Ada ratusan pedagang di Pasar Cik Puan yang menggantungkan harapan besar pada bangunan itu, jika Pemerintah Kota Pekanbaru memiliki itikad baik untuk menyelesaikan bangunan setengah jadi ini. Namun harapan itu pupus setelah pembangunan pasar itu mandek. Aktivitas jual beli antara masyarakat dan pedagang tetap dilakukan di tempai biasa.
Kaleng minuma dan makanan berserakan di area pasar.
Â
Saat pagi hari, kondisi Pasar Cik Puan sangat jauh dari kata layak. Lorong-lorong jalan penghubung antar tempat di pasar itu selalu tergenang air, sisa ikan dan tahu pedagang. Masyarakat harus siap dengan kotor juga masuk ke pasar ini. Terutama di sebelah belakang pasar. Persisnya di tempat penjualan ikan. “Selain becek, baunya itu yang tidak tahan,” ujar Rini, sorang masyarakat yang sedang berbelanja di tempat ini.

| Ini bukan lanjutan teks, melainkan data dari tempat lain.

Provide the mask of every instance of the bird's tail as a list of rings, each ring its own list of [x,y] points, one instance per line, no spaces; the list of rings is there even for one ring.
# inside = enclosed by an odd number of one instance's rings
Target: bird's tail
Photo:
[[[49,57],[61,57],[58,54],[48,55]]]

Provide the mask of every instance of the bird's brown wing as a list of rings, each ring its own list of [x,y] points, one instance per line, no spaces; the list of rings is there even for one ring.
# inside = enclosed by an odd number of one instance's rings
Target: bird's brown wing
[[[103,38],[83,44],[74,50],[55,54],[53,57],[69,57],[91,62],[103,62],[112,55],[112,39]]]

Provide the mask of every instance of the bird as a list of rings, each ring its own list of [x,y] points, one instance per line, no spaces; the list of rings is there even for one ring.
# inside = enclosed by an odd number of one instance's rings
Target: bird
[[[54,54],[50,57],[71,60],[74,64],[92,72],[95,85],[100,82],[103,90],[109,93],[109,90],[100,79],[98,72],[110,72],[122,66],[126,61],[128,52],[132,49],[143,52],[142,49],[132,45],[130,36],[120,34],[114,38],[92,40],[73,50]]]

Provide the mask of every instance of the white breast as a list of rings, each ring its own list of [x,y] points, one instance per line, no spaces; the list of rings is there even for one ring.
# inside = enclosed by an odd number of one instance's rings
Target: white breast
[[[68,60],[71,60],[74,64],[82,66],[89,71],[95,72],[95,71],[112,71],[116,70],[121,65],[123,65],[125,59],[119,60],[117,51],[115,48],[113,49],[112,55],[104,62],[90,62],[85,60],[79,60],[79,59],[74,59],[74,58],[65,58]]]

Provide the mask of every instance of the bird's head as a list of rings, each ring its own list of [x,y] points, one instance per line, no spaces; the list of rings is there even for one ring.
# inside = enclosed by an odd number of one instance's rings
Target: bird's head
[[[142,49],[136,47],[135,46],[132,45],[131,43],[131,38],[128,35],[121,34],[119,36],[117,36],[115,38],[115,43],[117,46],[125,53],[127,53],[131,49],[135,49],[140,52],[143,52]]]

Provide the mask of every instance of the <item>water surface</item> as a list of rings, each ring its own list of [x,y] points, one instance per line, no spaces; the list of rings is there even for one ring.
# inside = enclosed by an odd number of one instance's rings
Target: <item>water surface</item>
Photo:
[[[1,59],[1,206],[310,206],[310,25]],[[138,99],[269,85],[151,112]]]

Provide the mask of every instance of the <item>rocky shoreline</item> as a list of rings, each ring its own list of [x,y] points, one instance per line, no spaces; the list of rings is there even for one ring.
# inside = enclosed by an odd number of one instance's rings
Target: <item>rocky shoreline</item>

Keluhan seperti ini bukan hanya muncul kari konsumen atau masyarakat. Para pedagang sendiri sebenarnya gerah dengan kondisi ini. Tapi mau bagaimana lagi, sudah sejak lama mereka menggantungkan hidup untuk mencari pundi-pundi rupiah di Pasar Cik Puan. Tahun 2015 lalu, pasar tradisional ini kembali hangus terbakar untuk kesekian kalinya. Sementara bangunan setengah jadi persis di sampaing pasar itu, terus saja terbengkalai dan tidak ada aktivitas, selain menjadi tempat tidur genadangan dan tempat maksiat sebagian orang.